Cosa accade se non viene dimostrata la destinazione d’uso?

Se il coniuge assegnatario non riesce a dimostrare che il comodato aveva una specifica destinazione a casa familiare, l’immobile potrebbe essere considerato come concesso in comodato precario. In questo caso, il proprietario avrebbe diritto di richiedere la restituzione immediata "ad nutum", senza necessità di motivare la richiesta.

Conclusione

Il coniuge assegnatario deve dimostrare che il comodato è stato concesso con l’intento di garantire una stabile destinazione a casa familiare per mantenere il diritto di abitare l’immobile. Questa dimostrazione è essenziale nei casi di contestazione da parte del proprietario e richiede un’analisi delle intenzioni originarie e delle circostanze specifiche al momento della concessione.

Attenuazione o estinzione degli obblighi connessi al matrimonio

Inoltre e come già specificato in precedenza, la separazione, che sia consensuale o giudiziale, non comporta la dissoluzione del vincolo coniugale, ma piuttosto l'attenuazione o l'estinzione degli obblighi connessi al matrimonio. Questo implica restrizioni pratiche come la limitazione di contrarre nuove nozze per i coniugi separati legalmente e il mantenimento del cognome da parte della moglie. 

La separazione comporta la cessazione dell'obbligo di coabitazione e una riduzione significativa del rapporto coniugale. La separazione viene vista come un periodo di inattività per gli obblighi derivanti dal matrimonio, che presuppongono l'affetto coniugale.
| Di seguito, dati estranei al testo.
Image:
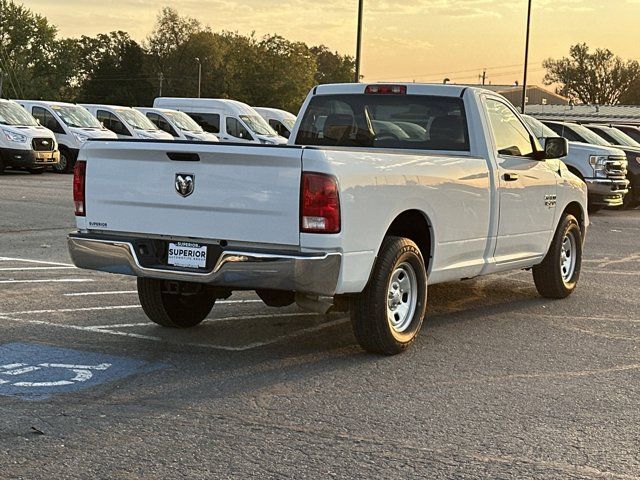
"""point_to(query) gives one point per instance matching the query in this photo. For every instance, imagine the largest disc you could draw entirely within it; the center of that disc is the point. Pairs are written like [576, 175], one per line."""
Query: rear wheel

Oltre alla coabitazione, altri doveri, come assistenza, collaborazione e fedeltà reciproca, sono sospesi.

Data la persistenza del vincolo coniugale, esiste un consenso generale sull'obbligo per i coniugi di preservare la riservatezza, la dignità personale e di mantenere comportamenti basati su reciproca lealtà e correttezza nei residui rapporti, insieme a un minimo di solidarietà, riflettendo la situazione di "non estraneità" delle parti.